The problem is that dogs can have very unclean mouths, particularly if they are semi-wild and more inclined to bite and bacteria can be pushed quite deep into the wound by the teeth, even if it doesn't seem like much of an injury.

It's the same as standing on a rusty nail. It doesn't really look like much, but you should go and get it treated just the same. Better safe than sorry.

Post 3

@bythewell - This isn't as much of a problem with dogs as it is with smaller animals like squirrels and rats, because it's highly likely they'll be able to find and identify the dog even if it runs away. Much less likely they'll be able to do that with a smaller animal, which means it's much more important to try and grab it when you can.

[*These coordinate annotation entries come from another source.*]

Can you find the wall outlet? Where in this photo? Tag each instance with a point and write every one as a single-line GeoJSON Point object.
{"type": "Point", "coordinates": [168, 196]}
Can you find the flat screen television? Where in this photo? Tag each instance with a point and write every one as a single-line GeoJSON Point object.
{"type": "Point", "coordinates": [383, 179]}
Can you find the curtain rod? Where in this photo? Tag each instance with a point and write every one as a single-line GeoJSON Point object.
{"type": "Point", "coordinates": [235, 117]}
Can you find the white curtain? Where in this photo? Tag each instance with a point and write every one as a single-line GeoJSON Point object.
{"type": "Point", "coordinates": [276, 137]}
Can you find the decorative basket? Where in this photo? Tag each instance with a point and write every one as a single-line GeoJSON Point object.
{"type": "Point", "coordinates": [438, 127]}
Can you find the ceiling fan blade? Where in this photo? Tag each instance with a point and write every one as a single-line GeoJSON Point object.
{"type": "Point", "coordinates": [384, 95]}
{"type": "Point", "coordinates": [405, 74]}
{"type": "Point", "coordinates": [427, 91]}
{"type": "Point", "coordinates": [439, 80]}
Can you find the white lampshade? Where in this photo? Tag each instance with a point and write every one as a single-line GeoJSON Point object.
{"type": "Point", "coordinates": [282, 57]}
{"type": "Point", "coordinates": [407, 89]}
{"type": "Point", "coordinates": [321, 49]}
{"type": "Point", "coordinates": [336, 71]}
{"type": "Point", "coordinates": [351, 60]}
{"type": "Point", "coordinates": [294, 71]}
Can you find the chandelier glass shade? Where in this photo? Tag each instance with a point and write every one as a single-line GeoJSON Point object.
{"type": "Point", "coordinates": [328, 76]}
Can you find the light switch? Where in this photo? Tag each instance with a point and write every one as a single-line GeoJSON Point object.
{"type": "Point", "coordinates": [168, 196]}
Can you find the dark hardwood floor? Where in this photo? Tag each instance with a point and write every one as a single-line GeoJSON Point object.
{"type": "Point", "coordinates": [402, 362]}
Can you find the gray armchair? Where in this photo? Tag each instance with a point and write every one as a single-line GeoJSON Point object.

There have actually been some terrifying stories about dog attacks in the last few years. In some cases I think infection is the least of the victim's troubles.

Post 2

If at all possible without getting further injury, you should try to get hold of the dog so that it can be checked by a vet. This is particularly true if you suspect rabies. Even if the dog has been killed, you should keep the body until someone can run the right tests.

A dog bite isn't pleasant at the best of times, but it will be a hundred times worse if you have to go through the treatment for rabies when it's not necessary. It's extremely painful and takes a long time, plus it isn't even 100% guaranteed to prevent the disease.

With that being said, if there is any suspicion at all that you might have contracted rabies then absolutely go with the treatment. It's painful, but you will live through it. The same cannot be said for rabies.